What I didn't articulate because I hadn't thought of it in that way is that New England is crowdsourcing.
New England has been deserted by the local media who have lost the ability to even see the broader whole. New England has been deserted by most, not all, of the academics who once focused on New England issues for, sadly, those issues now lack academic sex appeal and certainly do not help careers. New England has been deserted, too, by local politicians who no longer see relevance of the concept of a broader North in the pecking order games of Sydney or Canberra.
In its place and however imperfectly, crowdsourcing has come to provide a substitute. At a time when all the traditional formal mechanisms deny or at least ignore the validity of the North as an entity, our history is being recorded via the internet; our geology is discussed there; the tenor of daily life is recorded there. In that last post, I also said:
We care. We count. Individually, we don't matter. We can be forgotten, ignored. Collectively, we will change things. Forget us at your risk, for we are not going away. You won't see what we do unless you look; both local and social media interactions continue below the horizon. Yet the interaction goes on.
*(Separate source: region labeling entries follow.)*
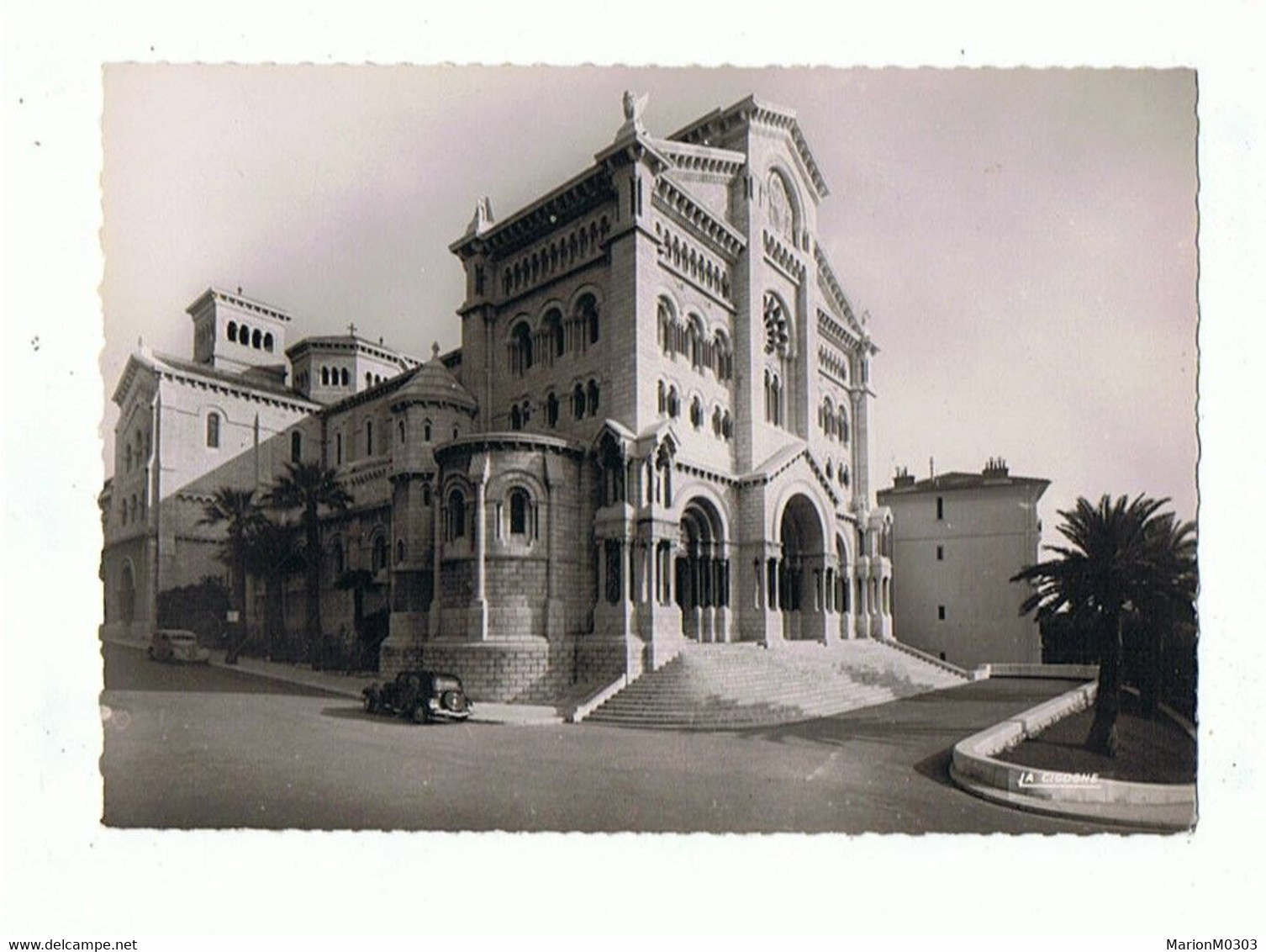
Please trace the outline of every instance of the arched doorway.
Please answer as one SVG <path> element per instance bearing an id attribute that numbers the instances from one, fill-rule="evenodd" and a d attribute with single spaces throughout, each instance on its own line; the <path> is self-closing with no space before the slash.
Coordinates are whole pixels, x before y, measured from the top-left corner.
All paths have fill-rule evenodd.
<path id="1" fill-rule="evenodd" d="M 720 514 L 706 499 L 690 500 L 681 513 L 681 548 L 676 562 L 681 633 L 695 641 L 727 641 L 729 560 Z"/>
<path id="2" fill-rule="evenodd" d="M 823 611 L 823 572 L 825 547 L 818 509 L 803 494 L 787 500 L 779 524 L 782 557 L 775 563 L 771 591 L 777 595 L 782 611 L 782 637 L 790 641 L 805 637 L 803 618 Z M 822 637 L 820 632 L 814 633 Z"/>

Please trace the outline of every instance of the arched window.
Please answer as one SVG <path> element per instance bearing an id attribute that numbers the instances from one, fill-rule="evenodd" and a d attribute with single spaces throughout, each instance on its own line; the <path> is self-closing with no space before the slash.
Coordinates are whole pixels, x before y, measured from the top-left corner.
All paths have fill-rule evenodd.
<path id="1" fill-rule="evenodd" d="M 672 353 L 672 305 L 668 304 L 663 298 L 660 299 L 658 306 L 658 323 L 660 323 L 660 349 L 665 353 Z"/>
<path id="2" fill-rule="evenodd" d="M 586 294 L 576 303 L 576 313 L 580 315 L 581 325 L 585 328 L 589 343 L 598 343 L 598 300 L 591 294 Z"/>
<path id="3" fill-rule="evenodd" d="M 448 539 L 466 537 L 466 496 L 454 489 L 448 494 Z"/>
<path id="4" fill-rule="evenodd" d="M 532 370 L 532 330 L 527 322 L 514 325 L 510 332 L 510 363 L 515 373 Z"/>
<path id="5" fill-rule="evenodd" d="M 703 339 L 699 329 L 699 318 L 690 315 L 686 320 L 686 356 L 690 357 L 690 366 L 695 370 L 703 368 Z"/>
<path id="6" fill-rule="evenodd" d="M 729 349 L 729 338 L 720 330 L 713 337 L 715 352 L 717 380 L 729 380 L 734 376 L 734 354 Z"/>
<path id="7" fill-rule="evenodd" d="M 770 172 L 770 224 L 774 225 L 775 233 L 795 243 L 795 205 L 791 203 L 786 180 L 776 171 Z"/>
<path id="8" fill-rule="evenodd" d="M 546 325 L 546 338 L 549 341 L 549 353 L 555 357 L 562 357 L 566 349 L 566 341 L 562 333 L 562 313 L 557 308 L 552 308 L 544 319 Z"/>
<path id="9" fill-rule="evenodd" d="M 527 536 L 528 534 L 528 510 L 532 506 L 532 500 L 524 489 L 511 489 L 510 490 L 510 534 L 511 536 Z"/>

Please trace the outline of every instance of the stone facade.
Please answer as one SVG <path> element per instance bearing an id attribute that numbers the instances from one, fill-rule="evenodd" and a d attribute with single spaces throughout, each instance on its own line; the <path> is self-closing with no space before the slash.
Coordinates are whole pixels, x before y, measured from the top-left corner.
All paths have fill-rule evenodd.
<path id="1" fill-rule="evenodd" d="M 557 700 L 687 639 L 891 637 L 876 348 L 817 242 L 827 194 L 790 110 L 748 97 L 657 138 L 627 97 L 580 176 L 500 222 L 477 203 L 451 246 L 460 352 L 357 365 L 337 398 L 314 373 L 373 348 L 299 342 L 295 418 L 232 476 L 334 467 L 356 503 L 324 525 L 325 577 L 373 572 L 386 673 L 449 668 L 476 698 Z M 347 592 L 325 598 L 338 630 Z"/>

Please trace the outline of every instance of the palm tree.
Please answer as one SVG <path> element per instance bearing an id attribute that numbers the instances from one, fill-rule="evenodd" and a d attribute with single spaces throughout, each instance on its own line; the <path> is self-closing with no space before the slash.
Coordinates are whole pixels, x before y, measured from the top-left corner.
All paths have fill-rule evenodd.
<path id="1" fill-rule="evenodd" d="M 238 611 L 237 632 L 230 636 L 229 661 L 237 657 L 237 651 L 246 641 L 246 575 L 248 560 L 248 537 L 262 518 L 254 490 L 220 486 L 211 499 L 203 505 L 203 518 L 199 525 L 223 525 L 225 534 L 219 558 L 228 565 L 233 576 L 233 608 Z"/>
<path id="2" fill-rule="evenodd" d="M 352 495 L 343 489 L 334 470 L 320 463 L 286 463 L 286 473 L 268 490 L 265 503 L 281 510 L 299 510 L 304 533 L 304 601 L 308 652 L 313 667 L 319 666 L 320 648 L 320 514 L 343 513 Z"/>
<path id="3" fill-rule="evenodd" d="M 1098 505 L 1079 499 L 1061 510 L 1060 533 L 1067 546 L 1048 546 L 1056 558 L 1022 568 L 1012 581 L 1034 584 L 1020 614 L 1042 619 L 1069 611 L 1091 628 L 1099 654 L 1099 692 L 1086 748 L 1117 753 L 1117 715 L 1120 711 L 1124 666 L 1122 620 L 1138 611 L 1157 613 L 1191 604 L 1195 592 L 1195 527 L 1158 514 L 1167 499 L 1138 495 Z"/>
<path id="4" fill-rule="evenodd" d="M 282 589 L 300 554 L 294 525 L 261 517 L 247 536 L 247 568 L 265 582 L 263 627 L 270 657 L 276 657 L 279 636 L 285 632 Z"/>

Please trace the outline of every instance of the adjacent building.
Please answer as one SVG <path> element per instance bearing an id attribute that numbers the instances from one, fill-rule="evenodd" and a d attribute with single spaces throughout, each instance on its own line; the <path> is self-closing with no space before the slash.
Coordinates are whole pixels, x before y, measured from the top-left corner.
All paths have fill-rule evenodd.
<path id="1" fill-rule="evenodd" d="M 1038 625 L 1019 614 L 1031 589 L 1010 579 L 1038 560 L 1048 485 L 1012 476 L 1003 460 L 918 481 L 898 470 L 879 501 L 893 514 L 901 642 L 961 667 L 1042 660 Z"/>
<path id="2" fill-rule="evenodd" d="M 349 630 L 333 580 L 368 570 L 387 671 L 551 700 L 687 641 L 891 637 L 876 347 L 818 243 L 823 172 L 795 114 L 756 97 L 665 138 L 641 111 L 625 95 L 614 141 L 514 214 L 476 203 L 451 244 L 460 351 L 419 363 L 354 329 L 286 349 L 289 314 L 213 289 L 192 361 L 135 354 L 103 492 L 106 629 L 224 571 L 197 524 L 218 486 L 318 461 L 354 499 L 323 528 L 323 627 Z M 301 598 L 285 618 L 303 629 Z"/>

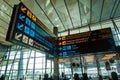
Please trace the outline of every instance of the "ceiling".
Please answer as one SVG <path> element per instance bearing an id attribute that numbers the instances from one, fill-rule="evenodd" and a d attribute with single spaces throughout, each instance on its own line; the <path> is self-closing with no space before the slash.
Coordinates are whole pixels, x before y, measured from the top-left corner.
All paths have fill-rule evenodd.
<path id="1" fill-rule="evenodd" d="M 11 45 L 5 40 L 13 6 L 23 2 L 43 24 L 58 33 L 80 30 L 99 22 L 120 16 L 120 0 L 1 0 L 0 43 Z"/>

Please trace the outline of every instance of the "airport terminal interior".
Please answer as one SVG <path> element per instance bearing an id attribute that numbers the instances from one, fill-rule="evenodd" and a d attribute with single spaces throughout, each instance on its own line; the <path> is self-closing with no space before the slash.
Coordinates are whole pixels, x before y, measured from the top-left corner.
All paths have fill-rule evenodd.
<path id="1" fill-rule="evenodd" d="M 120 78 L 119 46 L 120 0 L 0 0 L 4 80 Z"/>

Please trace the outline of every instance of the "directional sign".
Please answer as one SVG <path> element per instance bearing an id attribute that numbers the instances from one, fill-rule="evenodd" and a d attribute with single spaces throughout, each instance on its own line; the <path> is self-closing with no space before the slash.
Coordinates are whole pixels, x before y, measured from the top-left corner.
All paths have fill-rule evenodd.
<path id="1" fill-rule="evenodd" d="M 111 28 L 89 31 L 58 38 L 58 55 L 73 56 L 86 53 L 115 51 Z"/>
<path id="2" fill-rule="evenodd" d="M 22 38 L 22 33 L 16 33 L 16 34 L 15 34 L 15 39 L 16 39 L 16 40 L 20 41 L 21 38 Z"/>
<path id="3" fill-rule="evenodd" d="M 14 6 L 7 41 L 53 54 L 52 37 L 50 30 L 23 3 Z"/>

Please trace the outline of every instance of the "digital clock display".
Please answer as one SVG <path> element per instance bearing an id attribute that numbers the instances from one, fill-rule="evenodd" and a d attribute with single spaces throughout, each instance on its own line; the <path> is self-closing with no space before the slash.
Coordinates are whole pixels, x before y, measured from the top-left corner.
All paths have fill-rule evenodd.
<path id="1" fill-rule="evenodd" d="M 50 30 L 23 4 L 15 5 L 7 41 L 53 53 Z"/>

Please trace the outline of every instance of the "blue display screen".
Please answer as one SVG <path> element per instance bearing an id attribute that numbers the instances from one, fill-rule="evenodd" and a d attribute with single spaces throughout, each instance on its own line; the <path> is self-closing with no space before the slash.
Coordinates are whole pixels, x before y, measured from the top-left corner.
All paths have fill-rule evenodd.
<path id="1" fill-rule="evenodd" d="M 115 51 L 111 28 L 89 31 L 58 38 L 58 56 L 72 56 Z"/>
<path id="2" fill-rule="evenodd" d="M 8 31 L 11 34 L 7 36 L 12 37 L 7 40 L 11 42 L 53 53 L 49 29 L 23 3 L 14 6 Z"/>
Again, this is actually crowdsourcing. I suppose that we often think of political movements in formal and macro terms. Yet what the internet and especially blogging and the various specialist fora have done is to provide a vehicle for sharing at the a wide variety of micro-levels.
I hadn't expected when i began writing what was meant to be a blog review that it would carry me back to that earlier post. I accept that there is a degree of repetition. Yet that's no bad thing.
I do promise, however, to return in my next blog review to a more detailed report on just what our fellow bloggers are actually writing!